Il pandemonio scoppiò quando qualche insegnante particolarmente illuminato e scrupoloso, pensò di distribuirlo in classe: interrogazione parlamentare e violente accuse di pornografia da parte soprattutto di chi non l’aveva nemmeno sfogliato; forse complice anche una bonaccia di notizie, tutti gli organi di informazione si avventarono sulla polemica e ne fecero un caso da prima pagina. D’altra parte gli ingredienti c’erano tutti: sesso, morte, droga.

Il merchandising, la serie tv, l'impegno sociale, prossimamente il teatro. Lupo Alberto in questi 40 anni ha fatto un po' di tutto. C'è mai stata l'idea di un film?
Parliamo di lungometraggio per le sale? Se ne parla di continuo, ma dio me ne scampi. Mi sono bastate le due serie tv. E comunque mancherebbero le risorse, sia economiche sia professionali.

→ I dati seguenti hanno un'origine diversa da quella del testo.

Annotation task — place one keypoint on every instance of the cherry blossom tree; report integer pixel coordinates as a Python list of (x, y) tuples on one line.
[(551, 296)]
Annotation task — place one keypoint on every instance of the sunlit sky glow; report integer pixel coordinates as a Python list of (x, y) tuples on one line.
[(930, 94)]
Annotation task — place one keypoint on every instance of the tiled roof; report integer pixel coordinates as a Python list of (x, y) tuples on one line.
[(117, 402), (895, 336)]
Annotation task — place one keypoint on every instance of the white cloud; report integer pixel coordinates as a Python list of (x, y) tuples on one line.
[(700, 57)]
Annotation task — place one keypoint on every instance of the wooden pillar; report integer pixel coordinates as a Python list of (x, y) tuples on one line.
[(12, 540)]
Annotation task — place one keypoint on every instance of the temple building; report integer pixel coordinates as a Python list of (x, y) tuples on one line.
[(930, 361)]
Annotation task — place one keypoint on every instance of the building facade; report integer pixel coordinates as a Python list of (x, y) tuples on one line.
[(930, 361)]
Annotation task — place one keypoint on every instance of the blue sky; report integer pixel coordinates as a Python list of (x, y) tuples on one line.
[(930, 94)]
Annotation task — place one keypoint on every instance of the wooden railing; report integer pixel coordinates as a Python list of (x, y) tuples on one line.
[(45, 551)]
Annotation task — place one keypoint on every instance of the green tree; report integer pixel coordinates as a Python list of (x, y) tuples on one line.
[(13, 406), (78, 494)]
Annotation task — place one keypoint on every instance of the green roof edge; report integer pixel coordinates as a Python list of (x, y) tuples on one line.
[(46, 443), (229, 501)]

Sei un lettore selettivo, ma tra le tue letture hai citato Rat-Man - la cui fine è (più o meno) vicina - che ha diversi punti in comune con Lupo Alberto, si sono entrambi aperti al mercato collaterale del merchandising, degli adattamenti, hanno monopolizzato le attenzioni del proprio creatore. Cosa ti piace del lavoro di Ortolani?
Mi piace tutto del lavoro di Leo, la sua intelligenza, il metodo, l’inclinazione al sarcasmo misurato, il gusto per la citazione e la parodia, l’orrore per la banalità, e la consapevolezza non narcisistica di essere bravo. La sua curiosità e il suo background gli permetteranno di esplorare i più disparati territori della narrazione a fumetti e no.  Sono sicuro che voglia farlo, e lo farà.

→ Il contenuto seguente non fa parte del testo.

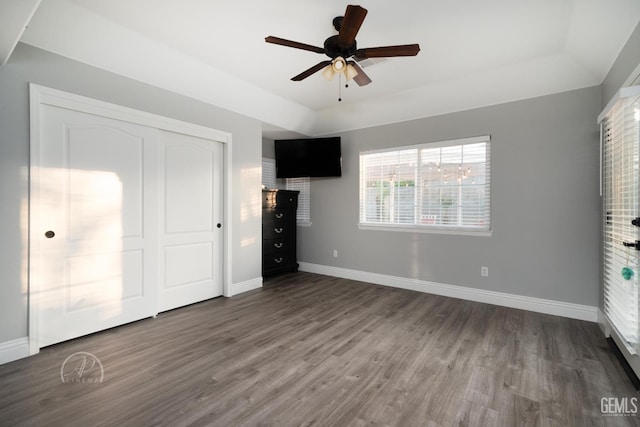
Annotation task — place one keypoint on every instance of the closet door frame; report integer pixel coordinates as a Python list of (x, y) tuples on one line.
[(41, 96)]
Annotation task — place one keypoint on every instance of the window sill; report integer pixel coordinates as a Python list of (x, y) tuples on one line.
[(415, 229)]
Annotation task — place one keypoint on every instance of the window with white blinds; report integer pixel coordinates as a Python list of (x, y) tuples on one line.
[(441, 186), (620, 129), (303, 215), (299, 184), (269, 173)]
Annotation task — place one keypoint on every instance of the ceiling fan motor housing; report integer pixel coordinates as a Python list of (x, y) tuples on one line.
[(333, 48)]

Il 6 marzo debutterà al museo Luzzati di Genova una mostra dedicata a Lupo Alberto, che è stato protagonista di molte iniziative simili A cosa si deve questo interesse da parte dei curatori museali?
Be’, a questo interesse penso non sia estraneo il fatto che quest’anno cade il 40° compleanno di Lupo Alberto. Tante persone sono cresciute in sua compagnia, e penso che la curiosità e il desiderio di osservarlo da vicino spingerà più d’uno a visitare la mostra. Me lo auguro, e poi dura fino a settembre…   

La bottega di Bonvi, il Corriere dei Ragazzi, tutto quell'humus in cui Lupo Alberto affonda le radici oggi non c'è più. La fattoria McKenzie, nascesse oggi, farebbe gavetta sul web? Per chi voglia dimostrare il proprio talento non vedo al momento altre vetrine oltre quella della rete.
Il problema è: una volta che il talento è dimostrato e riconosciuto, qual è la fase successiva? Il fenomeno Zerocalcare è appunto un fenomeno difficilmente replicabile. E allora? Quando e in che modo si passa dallo status di dilettante a quello di professionista? Sarò ancorato a un concetto arcaico, ma secondo me uno è professionista quando riesce a vivere in modo autonomo del proprio lavoro. Il che oggi, per mancanza di mercato, è difficilissimo.

Com'è la situazione editoriale attuale della testata? Sappiamo che di recente non è stata delle più rosee - nonostante Alberto sia un personaggio presente nel mercato, grazie soprattutto al merchandising collaterale - e che ci sono stati degli aggiustamenti per cercare di cambiare rotta e tornare al livello di vendite del passato.
Nessuno con una visione realistica delle cose può pensare di tornare ai livelli di vendita del passato. È assurdo. Nulla sarà mai più come prima, in ogni settore della produzione e dell’economia.  Si tratta piuttosto di capire quello che succede e darsi un profilo e una strategia rispondente al futuro che ci aspetta. Anzi, col cavolo che ci aspetta: siamo noi che dobbiamo correre per acchiapparlo.